There are several factors that contribute to counterparty risk in gold transactions:

  • Difficulty in assessing the authenticity of gold: In order to properly assess whether gold is genuine or not, specialized equipment such as X-ray machines are needed. This means that buyers and sellers may have difficulty in verifying the authenticity of the gold they are buying or selling, which increases the risk of fraud.
  • Need for both buying and selling of gold: Gold transactions require both a buyer and a seller. This means that each party is exposed to the risk that the other party may default on their obligations. If the buyer defaults on their obligation to pay for the gold, the seller may be left holding the metal with no way to sell it.
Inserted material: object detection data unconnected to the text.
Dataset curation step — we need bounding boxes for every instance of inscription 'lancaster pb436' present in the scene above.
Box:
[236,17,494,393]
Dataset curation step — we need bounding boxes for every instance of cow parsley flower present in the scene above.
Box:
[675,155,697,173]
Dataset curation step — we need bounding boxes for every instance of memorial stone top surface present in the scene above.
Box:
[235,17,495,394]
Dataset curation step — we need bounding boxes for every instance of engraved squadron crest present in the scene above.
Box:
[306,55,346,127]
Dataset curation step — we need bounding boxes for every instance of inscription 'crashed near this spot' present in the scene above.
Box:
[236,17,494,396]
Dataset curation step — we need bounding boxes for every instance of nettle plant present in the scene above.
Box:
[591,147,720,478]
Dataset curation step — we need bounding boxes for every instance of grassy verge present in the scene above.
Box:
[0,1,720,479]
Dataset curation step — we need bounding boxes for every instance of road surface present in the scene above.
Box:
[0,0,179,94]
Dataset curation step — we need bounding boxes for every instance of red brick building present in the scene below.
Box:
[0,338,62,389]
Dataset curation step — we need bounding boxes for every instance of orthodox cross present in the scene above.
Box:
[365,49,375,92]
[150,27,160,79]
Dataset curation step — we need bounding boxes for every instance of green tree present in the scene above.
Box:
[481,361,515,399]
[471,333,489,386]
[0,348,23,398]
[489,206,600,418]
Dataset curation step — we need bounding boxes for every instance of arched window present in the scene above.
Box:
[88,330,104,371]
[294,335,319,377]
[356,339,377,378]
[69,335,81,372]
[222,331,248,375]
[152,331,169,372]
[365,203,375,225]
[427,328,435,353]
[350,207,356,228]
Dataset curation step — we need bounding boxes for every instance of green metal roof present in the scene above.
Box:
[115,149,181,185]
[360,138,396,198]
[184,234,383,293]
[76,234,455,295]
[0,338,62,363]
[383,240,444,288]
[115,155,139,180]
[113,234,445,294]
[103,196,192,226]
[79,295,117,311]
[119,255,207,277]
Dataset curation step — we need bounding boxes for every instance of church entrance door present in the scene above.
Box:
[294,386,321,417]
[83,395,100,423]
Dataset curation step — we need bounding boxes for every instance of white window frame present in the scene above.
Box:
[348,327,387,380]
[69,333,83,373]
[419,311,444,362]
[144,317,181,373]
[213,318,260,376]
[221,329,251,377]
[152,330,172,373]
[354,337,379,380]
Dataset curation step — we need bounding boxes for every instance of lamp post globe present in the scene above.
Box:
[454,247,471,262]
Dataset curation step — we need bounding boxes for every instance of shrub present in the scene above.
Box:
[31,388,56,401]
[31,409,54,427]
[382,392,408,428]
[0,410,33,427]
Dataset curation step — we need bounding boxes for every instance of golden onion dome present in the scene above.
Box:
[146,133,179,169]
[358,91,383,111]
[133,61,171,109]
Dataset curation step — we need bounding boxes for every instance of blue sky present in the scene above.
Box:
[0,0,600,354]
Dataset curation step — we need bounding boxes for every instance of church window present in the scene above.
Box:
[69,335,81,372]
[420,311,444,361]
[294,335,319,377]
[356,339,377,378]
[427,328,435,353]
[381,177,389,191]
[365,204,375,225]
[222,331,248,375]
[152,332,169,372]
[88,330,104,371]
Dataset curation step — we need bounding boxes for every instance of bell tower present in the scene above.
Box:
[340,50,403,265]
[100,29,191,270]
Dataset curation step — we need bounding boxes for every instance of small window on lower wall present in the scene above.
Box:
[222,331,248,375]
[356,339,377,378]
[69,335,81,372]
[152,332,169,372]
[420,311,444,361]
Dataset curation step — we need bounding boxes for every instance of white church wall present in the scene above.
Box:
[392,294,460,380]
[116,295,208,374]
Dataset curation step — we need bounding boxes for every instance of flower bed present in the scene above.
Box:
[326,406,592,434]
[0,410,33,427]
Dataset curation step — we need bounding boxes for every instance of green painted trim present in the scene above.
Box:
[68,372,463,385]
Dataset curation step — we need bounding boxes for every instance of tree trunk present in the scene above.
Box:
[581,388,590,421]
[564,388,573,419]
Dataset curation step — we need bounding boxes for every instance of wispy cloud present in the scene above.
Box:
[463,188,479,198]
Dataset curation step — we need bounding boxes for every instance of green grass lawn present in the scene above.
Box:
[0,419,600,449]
Conversely, if the seller fails to deliver the gold, the buyer may have paid for a product that they will never receive.
  • Difficulty in assessing the reputation of the dealer: Another factor that contributes to counterparty risk in gold transactions is the difficulty in assessing the reputation of the dealer. While there are reputable gold dealers, there are also fraudulent dealers who may sell fake or counterfeit gold. This means that buyers and sellers need to be careful when choosing a dealer and should research their reputation carefully.


To mitigate counterparty risk in gold transactions, buyers and sellers should take several precautions. These may include:

  • Verifying the authenticity of the gold: Buyers and sellers should use specialized equipment, such as X-ray machines, to verify the authenticity of the gold. They should also work with reputable dealers who have a track record of selling genuine gold.
  • Using trusted intermediaries: Buyers and sellers can use trusted intermediaries, such as banks or other financial institutions, to facilitate gold transactions. These intermediaries can help to reduce the risk of default by providing guarantees or escrow services.
  • Conducting due diligence on the dealer: Buyers and sellers should conduct due diligence on the dealer before entering into a transaction. This may include checking their reputation with industry organizations, reviewing their track record, and speaking with other customers.


To summarize, there are a lot of inherent disadvantages of holding gold. From increased capital gains tax, risk of confiscation, gold clauses not being enforced, lack of cashflow, not matching CPI movement, gold bugs, usury laws, inconvenient denominations, increased regulations and counterparty risk are all items that need to be considered when investigating purchasing gold as an inflation hedge.